ZurR was previously thought to be involved in listerial tolerance of the biological detergent bile, which affects
membrane integrity and macromolecule stability in bacterial cells (Begley et al., 2002, 2005). That study screened L. monocytogenes transposon mutants for a decreased ability to survive in bile in vitro. However, in the current study, we have shown that zurR is not necessary for L. monocytogenes to withstand the toxic effects of bile (Fig. 2b). Indeed, it appears that the clean deletion mutant of zurR is actually marginally more bile tolerant than the wild type. In contrast, a reconstructed pORI19 plasmid integration mutant (Fig. 2b) in zurR was significantly reduced in bile click here tolerance reflecting the reduced tolerance of the transposon
mutant reported previously (Begley et al., 2002). It is likely that the phenotype of the insertional mutants in bile results either from a polar effect upon downstream genes or that the mutations have led to partially functional membrane proteins that MDV3100 in vivo impact upon survival in bile. In the current study, the virulence of ΔzurR was significantly reduced in the murine model of infection (Fig. 3). The work demonstrates the importance of zinc homeostasis for in vivo viability and virulence potential in L. monocytogenes. Similarly, the metalloregulators Fur and PerR have also been shown to play subtle but significant roles in successful L. monocytogenes next infection (Rea et al., 2004). Interestingly, in Salmonella enterica and Staphylococcus aureus, deletion of zurR did not result in any attenuation of the strain (Lindsay & Foster, 2001; Campoy et al., 2002). However, the regulator is absolutely required for infection of plants by Xanthomonas species (Tang et al., 2005; Yang et al., 2007). The current study provides a platform to facilitate further work to dissect the precise components required for zinc uptake by L. monocytogenes during infection.
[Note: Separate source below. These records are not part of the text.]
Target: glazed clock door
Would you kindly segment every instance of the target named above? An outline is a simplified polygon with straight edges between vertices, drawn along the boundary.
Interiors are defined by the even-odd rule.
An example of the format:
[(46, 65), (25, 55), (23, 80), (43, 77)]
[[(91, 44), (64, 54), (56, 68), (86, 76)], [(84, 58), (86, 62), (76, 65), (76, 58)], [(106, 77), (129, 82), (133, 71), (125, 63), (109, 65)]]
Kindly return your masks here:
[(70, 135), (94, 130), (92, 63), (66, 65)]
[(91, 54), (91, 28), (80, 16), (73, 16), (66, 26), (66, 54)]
In this study, we identified 11 genes distributed over five loci as being putatively ZurR regulated using a bioinformatic approach (Fig. 4a). Briefly, the L. monocytogenes EGDe genome (Glaser et al., 2001) was scanned
for homologs of genes that have been shown to be regulated by Zur in B. subtilis (ycdH, ycdI, yceA, yckA), E. coli (znuA, znuB, znuC), and S. aureus (mreA, mreB). Loci showing significant homology were then examined for the possession of a putative B. subtilis Zur box (TCGTAATnATTACGA) (Gaballa & Helmann, 2002) using the genome web server Listilist (http://genolist.Pasteur.fr/Listilist/). Putative zur boxes were limited to 500 bp upstream of the start codon of the identified gene (Fig. 4b). By utilizing this technique, there is a possibility that we have excluded genes regulated by zurR, which are unique to L. monocytogenes, those that are regulated in the absence of the consensus sequence and those that may be regulated indirectly by zurR. This approach identified the following L.